A local church asks to hold a young adults’ dance at a golf club’s banquet facility. The club agrees to donate the cost of using the facility to the church, but requires a $2 million general liability Certificate of Insurance.
Although the church supplies the Certificate, it fails to provide proof of Sexual Molestation coverage. A teenage girl is molested in a vacant room at the club, which is an exclusion on the club’s General Liability policy. The insurance company denies the claim. The club is then named in a lawsuit and pays more than $350,000 in damages.
This case history illustrates two significant issues: using insurance and contracts to transfer risk. First, the club’s general liability policy left the club exposed by not having coverage for a serious risk.
Second, the club’s contract with the church was faulty.
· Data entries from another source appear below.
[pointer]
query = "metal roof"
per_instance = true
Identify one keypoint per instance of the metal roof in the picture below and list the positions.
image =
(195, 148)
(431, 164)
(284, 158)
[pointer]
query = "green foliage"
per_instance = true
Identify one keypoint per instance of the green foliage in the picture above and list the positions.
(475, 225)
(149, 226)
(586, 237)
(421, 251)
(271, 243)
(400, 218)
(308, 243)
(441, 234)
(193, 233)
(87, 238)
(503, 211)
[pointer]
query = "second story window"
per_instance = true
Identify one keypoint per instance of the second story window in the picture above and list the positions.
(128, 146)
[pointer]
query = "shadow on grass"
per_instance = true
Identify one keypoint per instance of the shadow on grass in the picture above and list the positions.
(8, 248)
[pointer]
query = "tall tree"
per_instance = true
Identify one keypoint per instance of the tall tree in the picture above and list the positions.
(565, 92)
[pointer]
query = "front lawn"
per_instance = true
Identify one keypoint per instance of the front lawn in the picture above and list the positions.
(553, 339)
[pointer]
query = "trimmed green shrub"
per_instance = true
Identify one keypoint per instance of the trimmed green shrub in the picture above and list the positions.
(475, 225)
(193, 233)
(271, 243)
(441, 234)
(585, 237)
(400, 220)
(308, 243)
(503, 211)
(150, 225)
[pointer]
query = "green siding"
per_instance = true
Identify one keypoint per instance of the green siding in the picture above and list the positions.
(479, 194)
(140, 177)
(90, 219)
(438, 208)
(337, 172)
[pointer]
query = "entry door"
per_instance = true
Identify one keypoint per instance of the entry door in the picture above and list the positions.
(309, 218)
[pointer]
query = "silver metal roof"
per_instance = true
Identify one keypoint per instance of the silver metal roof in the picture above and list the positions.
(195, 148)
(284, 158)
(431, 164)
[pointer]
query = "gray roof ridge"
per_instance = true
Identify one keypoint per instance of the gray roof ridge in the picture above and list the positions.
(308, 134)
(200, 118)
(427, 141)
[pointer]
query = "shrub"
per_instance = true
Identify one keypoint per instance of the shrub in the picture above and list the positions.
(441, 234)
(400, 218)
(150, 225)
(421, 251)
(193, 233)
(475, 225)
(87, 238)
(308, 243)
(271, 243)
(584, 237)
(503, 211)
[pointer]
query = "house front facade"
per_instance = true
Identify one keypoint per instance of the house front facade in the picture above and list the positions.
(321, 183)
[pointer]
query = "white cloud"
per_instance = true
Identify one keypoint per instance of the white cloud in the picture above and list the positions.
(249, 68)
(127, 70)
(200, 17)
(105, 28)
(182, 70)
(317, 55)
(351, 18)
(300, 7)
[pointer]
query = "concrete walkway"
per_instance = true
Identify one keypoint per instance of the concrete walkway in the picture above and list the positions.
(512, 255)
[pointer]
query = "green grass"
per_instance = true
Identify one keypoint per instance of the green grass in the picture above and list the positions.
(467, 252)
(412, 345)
It did not make sure a critical risk was transferred to the church. This failure puts the club in a costly financial sand trap.
This case history is no exception. It’s an example of what occurs unnecessarily by not giving careful attention to protecting an organization’s assets.
What to do to Protect Business Assets
1. Understand and use Certificates of insurance
While Certificates of Insurance verify such information as policy coverages, expiration dates, descriptions and limits of coverages, and any endorsements, it’s important to point out that they do not transfer risk.
Most importantly, however, before accepting a Certificate of Insurance, your insurance broker should review it to make sure the insurance provisions give you proper protection for meeting the requirements of the contract. You should also be aware that a Certificate of Insurance has a significant limitation: it only reflects coverages that are in effect on the day it’s issued.